Private Intelligence.
Public Settlement.
$FHESTATE
@ParadiseReviews Working tek where you can analyse any document for different parameters
dev supply will be locked
Solid desci project
AdYMGnFN67CRgDZyF3xN5BN3cjoPr5zjDYXjdiDPpump
ca
$rsr
@S0Lmay0r Working tek where you can analyse any document for different parameters
dev supply will be locked
Solid desci project
AdYMGnFN67CRgDZyF3xN5BN3cjoPr5zjDYXjdiDPpump
ca
$rsr
@Frostt Working tek where you can analyse any document for different parameters
dev supply will be locked
Solid desci project
AdYMGnFN67CRgDZyF3xN5BN3cjoPr5zjDYXjdiDPpump
ca
$rsr
@yourcryptodj Working tek where you can analyse any document for different parameters
dev supply will be locked
Solid desci project
AdYMGnFN67CRgDZyF3xN5BN3cjoPr5zjDYXjdiDPpump
ca
$rsr
@cryptoterry Working tek where you can analyse any document for different parameters
dev supply will be locked
Solid desci project
AdYMGnFN67CRgDZyF3xN5BN3cjoPr5zjDYXjdiDPpump
ca
$rsr
@TrueGemHunter Working tek where you can analyse any document for different parameters
dev supply will be locked
Solid desci project
AdYMGnFN67CRgDZyF3xN5BN3cjoPr5zjDYXjdiDPpump
ca
$rsr
@koop0x Working tek where you can analyse any document for different parameters
dev supply will be locked
Solid desci project
AdYMGnFN67CRgDZyF3xN5BN3cjoPr5zjDYXjdiDPpump
ca
$rsr
We had already been exploring the idea of building real-time biological event dashboards inside GENESTACK for emerging viral situations, and the recent Hantavirus discussions provide a strong real-world context to showcase what that infrastructure could look like.

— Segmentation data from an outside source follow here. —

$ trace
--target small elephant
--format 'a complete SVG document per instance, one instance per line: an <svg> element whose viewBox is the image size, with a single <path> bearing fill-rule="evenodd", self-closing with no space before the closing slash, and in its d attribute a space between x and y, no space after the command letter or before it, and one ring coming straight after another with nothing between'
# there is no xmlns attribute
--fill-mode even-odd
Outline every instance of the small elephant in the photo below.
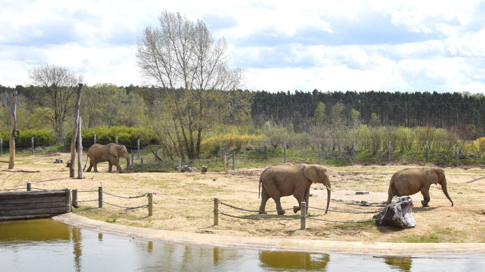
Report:
<svg viewBox="0 0 485 272"><path fill-rule="evenodd" d="M452 202L453 206L453 201L450 198L446 188L445 171L442 168L437 167L406 168L396 172L391 178L386 205L391 203L394 196L411 196L420 191L424 197L421 204L423 207L429 207L428 203L430 199L429 187L431 183L441 185L443 192Z"/></svg>
<svg viewBox="0 0 485 272"><path fill-rule="evenodd" d="M118 145L111 143L107 145L100 145L99 144L95 144L91 146L88 150L88 158L89 158L89 167L86 172L91 172L92 167L94 167L94 171L98 173L97 168L96 166L98 163L103 162L108 162L108 172L111 173L113 170L113 165L116 166L118 171L120 173L123 172L121 166L118 163L118 157L123 157L126 159L126 170L129 173L128 170L129 168L129 155L126 150L125 146ZM86 163L87 164L87 158L86 159ZM84 168L86 165L84 165Z"/></svg>
<svg viewBox="0 0 485 272"><path fill-rule="evenodd" d="M301 209L301 202L308 205L310 196L310 186L312 183L321 183L327 187L328 196L327 210L330 201L331 189L328 170L325 166L317 165L301 164L288 165L284 164L273 165L261 173L259 176L259 189L261 192L261 206L259 213L266 214L266 201L272 198L276 202L278 214L284 214L280 198L292 195L298 202L298 206L294 206L293 211L296 213ZM259 193L258 193L259 194ZM326 213L327 211L325 211Z"/></svg>

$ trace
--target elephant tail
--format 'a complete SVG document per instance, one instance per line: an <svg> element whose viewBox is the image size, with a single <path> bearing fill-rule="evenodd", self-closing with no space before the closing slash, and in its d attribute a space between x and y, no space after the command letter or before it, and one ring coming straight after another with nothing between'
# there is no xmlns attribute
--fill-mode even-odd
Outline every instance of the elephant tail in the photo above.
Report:
<svg viewBox="0 0 485 272"><path fill-rule="evenodd" d="M84 171L86 169L86 166L88 164L88 158L89 157L89 153L87 154L87 156L86 156L86 163L84 164L84 167L82 168L82 171Z"/></svg>

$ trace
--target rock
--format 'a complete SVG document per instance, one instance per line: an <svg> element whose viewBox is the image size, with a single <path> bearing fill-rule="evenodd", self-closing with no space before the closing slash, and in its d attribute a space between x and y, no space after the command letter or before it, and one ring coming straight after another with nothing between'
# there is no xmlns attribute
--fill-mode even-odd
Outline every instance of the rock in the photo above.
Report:
<svg viewBox="0 0 485 272"><path fill-rule="evenodd" d="M413 217L413 199L408 196L400 196L397 201L386 206L381 212L374 215L377 219L375 225L391 226L399 228L410 228L416 226Z"/></svg>

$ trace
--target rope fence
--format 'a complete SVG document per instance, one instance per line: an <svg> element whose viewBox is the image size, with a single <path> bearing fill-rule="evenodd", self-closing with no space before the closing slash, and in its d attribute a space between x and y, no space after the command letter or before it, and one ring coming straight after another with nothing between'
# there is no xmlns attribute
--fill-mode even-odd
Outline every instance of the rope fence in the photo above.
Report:
<svg viewBox="0 0 485 272"><path fill-rule="evenodd" d="M301 205L300 206L300 208L301 208L301 212L300 212L300 217L299 218L295 218L295 217L286 218L260 218L260 217L249 217L249 216L237 216L237 215L234 215L229 214L228 213L224 212L221 211L219 209L219 204L222 204L222 205L223 205L224 206L228 207L229 208L235 209L236 210L238 210L239 211L244 211L244 212L258 212L258 213L259 213L259 212L260 212L259 211L255 211L255 210L247 210L247 209L243 209L243 208L239 208L239 207L235 207L235 206L233 206L232 205L230 205L230 204L227 204L227 203L225 203L221 201L221 200L219 200L219 199L218 197L214 197L214 210L213 210L213 213L214 213L214 226L219 226L219 214L221 214L221 215L226 215L226 216L229 216L230 217L233 217L233 218L240 218L240 219L249 219L249 220L259 220L259 221L282 221L282 220L300 220L300 230L304 230L305 229L306 229L306 227L306 227L306 219L312 219L312 220L318 220L318 221L321 221L329 222L334 222L334 223L349 223L349 224L356 224L356 224L358 224L358 223L368 223L368 222L371 222L375 221L377 221L377 220L379 220L378 219L369 219L369 220L359 220L359 221L336 221L336 220L326 220L326 219L321 219L321 218L316 218L315 217L307 217L307 212L309 209L316 209L316 210L322 210L322 211L328 211L329 212L343 212L343 213L359 213L359 214L375 213L377 213L377 212L381 212L385 211L385 209L384 209L384 210L376 210L376 211L371 211L371 212L346 212L346 211L335 211L335 210L327 210L324 209L321 209L321 208L315 208L315 207L313 207L307 206L307 203L306 202L301 202ZM265 211L265 212L278 212L278 211L280 211L294 210L294 208L289 208L289 209L283 209L283 210L281 210L268 211Z"/></svg>

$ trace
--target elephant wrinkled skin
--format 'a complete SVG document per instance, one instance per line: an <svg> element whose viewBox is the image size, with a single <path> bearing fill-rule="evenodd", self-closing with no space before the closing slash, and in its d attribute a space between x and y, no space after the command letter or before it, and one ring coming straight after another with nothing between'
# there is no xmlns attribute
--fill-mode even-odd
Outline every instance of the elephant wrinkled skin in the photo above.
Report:
<svg viewBox="0 0 485 272"><path fill-rule="evenodd" d="M113 165L116 166L118 171L120 173L123 172L121 166L118 163L118 157L123 157L126 159L126 170L129 172L128 170L129 167L129 155L126 150L125 146L118 145L115 143L110 143L107 145L100 145L99 144L95 144L89 148L88 150L88 158L89 158L89 167L86 172L91 172L91 168L94 167L94 171L98 173L97 168L96 167L98 163L108 162L108 172L111 173L113 170ZM87 163L87 158L86 160ZM84 166L84 168L86 166Z"/></svg>
<svg viewBox="0 0 485 272"><path fill-rule="evenodd" d="M386 205L391 203L392 197L397 196L411 196L421 192L424 199L421 201L423 207L429 207L429 187L431 184L441 184L443 193L453 206L453 201L448 195L446 186L446 178L442 168L438 167L420 167L406 168L396 172L389 184L388 196Z"/></svg>
<svg viewBox="0 0 485 272"><path fill-rule="evenodd" d="M301 209L301 202L306 202L308 205L310 186L313 182L323 183L327 187L328 210L330 191L333 190L326 167L317 165L284 164L276 164L268 167L259 176L259 187L262 187L259 213L266 213L265 211L266 201L272 198L276 202L278 214L284 214L285 211L281 208L280 198L291 195L298 202L298 206L294 206L293 209L296 213ZM326 211L325 212L326 213Z"/></svg>

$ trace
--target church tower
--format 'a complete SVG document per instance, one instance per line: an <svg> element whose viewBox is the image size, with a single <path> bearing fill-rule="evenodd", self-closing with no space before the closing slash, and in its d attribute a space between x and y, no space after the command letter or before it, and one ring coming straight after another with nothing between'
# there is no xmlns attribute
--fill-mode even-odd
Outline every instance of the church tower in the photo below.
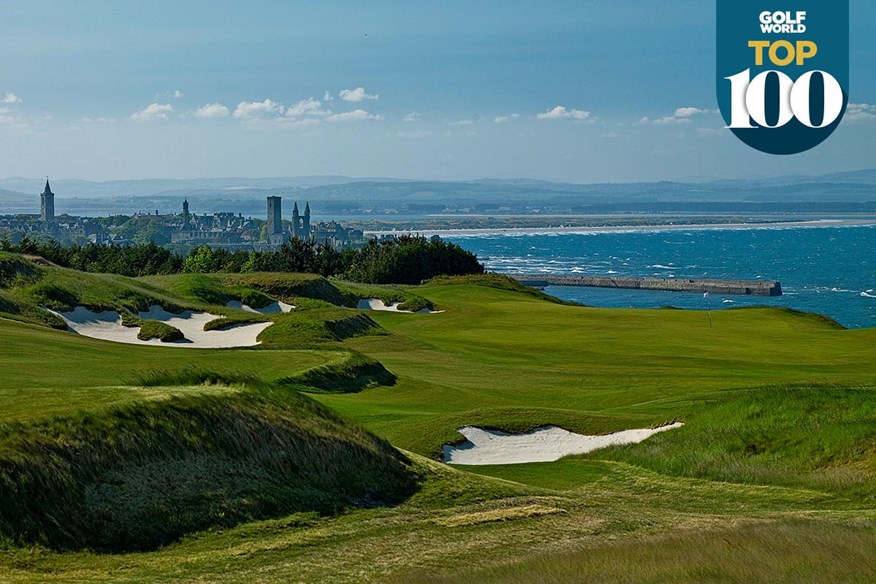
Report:
<svg viewBox="0 0 876 584"><path fill-rule="evenodd" d="M40 195L40 219L43 221L55 220L55 193L49 186L49 177L46 177L46 188Z"/></svg>
<svg viewBox="0 0 876 584"><path fill-rule="evenodd" d="M268 243L283 243L282 197L268 197Z"/></svg>
<svg viewBox="0 0 876 584"><path fill-rule="evenodd" d="M310 239L310 201L304 205L304 221L301 224L301 230L304 231L304 239Z"/></svg>
<svg viewBox="0 0 876 584"><path fill-rule="evenodd" d="M189 200L188 198L183 200L183 226L182 231L191 231L192 229L192 215L189 213Z"/></svg>
<svg viewBox="0 0 876 584"><path fill-rule="evenodd" d="M298 201L295 201L295 206L292 207L292 237L304 238L301 233L301 216L298 213Z"/></svg>

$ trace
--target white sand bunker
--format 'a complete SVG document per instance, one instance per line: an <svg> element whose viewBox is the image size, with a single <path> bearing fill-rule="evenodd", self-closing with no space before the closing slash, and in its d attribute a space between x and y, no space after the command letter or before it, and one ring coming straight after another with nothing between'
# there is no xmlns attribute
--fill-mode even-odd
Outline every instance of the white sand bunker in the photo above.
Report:
<svg viewBox="0 0 876 584"><path fill-rule="evenodd" d="M401 302L390 302L386 304L380 298L364 298L359 301L359 304L356 305L356 308L359 310L382 310L385 312L407 312L408 314L414 314L415 312L420 314L439 314L444 312L443 310L432 310L431 308L421 308L420 310L402 310L399 308L401 306Z"/></svg>
<svg viewBox="0 0 876 584"><path fill-rule="evenodd" d="M204 325L220 318L207 312L192 312L187 310L182 314L167 312L160 306L151 306L148 312L141 312L144 320L158 320L179 329L185 336L181 341L170 343L158 339L142 341L137 338L140 327L122 325L122 317L118 312L106 310L93 312L83 306L77 306L72 312L54 312L60 316L71 331L85 337L128 343L132 345L158 345L171 347L189 347L196 349L223 349L229 347L251 347L258 345L259 334L271 326L271 322L247 323L224 330L205 331Z"/></svg>
<svg viewBox="0 0 876 584"><path fill-rule="evenodd" d="M286 312L292 312L295 309L295 306L292 304L286 304L285 302L276 301L268 304L264 308L253 308L252 306L247 306L243 304L239 300L229 300L228 304L226 304L228 308L236 308L237 310L242 310L244 312L252 312L254 314L280 314Z"/></svg>
<svg viewBox="0 0 876 584"><path fill-rule="evenodd" d="M659 428L624 430L604 436L575 434L556 426L536 428L525 434L506 434L466 426L459 429L459 433L467 438L463 444L444 445L444 462L468 465L553 462L564 456L584 454L606 446L636 444L658 432L683 425L676 422Z"/></svg>

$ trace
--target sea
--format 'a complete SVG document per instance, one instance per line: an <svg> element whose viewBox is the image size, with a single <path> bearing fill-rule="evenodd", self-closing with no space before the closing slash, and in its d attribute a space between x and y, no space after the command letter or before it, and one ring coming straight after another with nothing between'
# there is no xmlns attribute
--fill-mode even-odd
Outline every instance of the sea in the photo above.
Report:
<svg viewBox="0 0 876 584"><path fill-rule="evenodd" d="M549 286L588 306L721 310L785 306L876 327L876 226L454 234L490 271L570 276L778 280L778 297Z"/></svg>

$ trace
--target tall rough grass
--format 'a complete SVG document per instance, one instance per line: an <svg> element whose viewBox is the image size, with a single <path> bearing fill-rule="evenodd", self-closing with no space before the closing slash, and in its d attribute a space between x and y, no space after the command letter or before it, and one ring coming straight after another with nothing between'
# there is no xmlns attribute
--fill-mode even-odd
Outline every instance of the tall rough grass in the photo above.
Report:
<svg viewBox="0 0 876 584"><path fill-rule="evenodd" d="M387 442L294 392L0 426L0 534L59 550L149 550L212 526L393 504L416 480Z"/></svg>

Most biological systems today are still fragmented:
research exists in one place, outbreak data in another, clinical signals elsewhere, and public awareness usually arrives late.
What we’re exploring with GENESTACK is a unified biological intelligence layer capable of organizing multiple streams into a single operational interface.
The Hantavirus dashboard concept currently includes:
• real-time outbreak monitoring
• research aggregation layers
• transmission + regional activity mapping
• pulmonary and inflammatory response visualization
• biological stress interpretation
• viral event tracking
• protocol simulation architecture
• signal-based monitoring systems
The broader idea is not just tracking a virus.
It’s exploring how future biological infrastructure systems may continuously interpret emerging physiological and environmental patterns during viral events.
From static reporting
to live biological intelligence systems.
This is one of the directions we believe DeSci eventually evolves toward.